Me da miedo que fuerzas oscuras del pasado (porque son los mismos de siempre, disfrazados de demócratas y redentores), estén recuperando el poder para terminar con lo último que queda en nuestros sufridos pueblos.

Un signo de democracia es que haya alternancia en el poder, pero  ¿Alternancia para qué? Para que otros nos sigan jodiendo, de ninguna manera.

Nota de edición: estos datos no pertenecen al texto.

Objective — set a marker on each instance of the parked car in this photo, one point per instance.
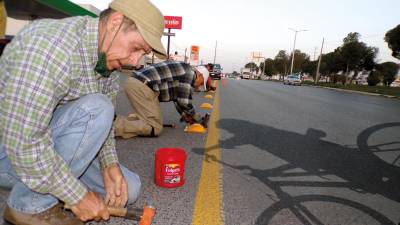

En mi opinión, no hay nada de qué alegrarse con las nuevas conformaciones de poder en Argentina y Venezuela, no es más que lo mismo de lo mismo y aumentado. Porque estos señores vienen dispuestos a todo, a robarse lo último que queda y a vender la soberanía de los pueblos al mejor postor, es decir, a los grandes consorcios imperialistas de este planeta.

Ojalá no pase lo mismo en El Salvador y tengamos que echar al traste lo que se ha ganado hasta ahora. Hay que estar expectantes para impedir que nos metan gato por liebre.

Desde la Utopía del Reino no queda más que seguir creyendo que otro mundo es posible desde lo pequeño e insignificante.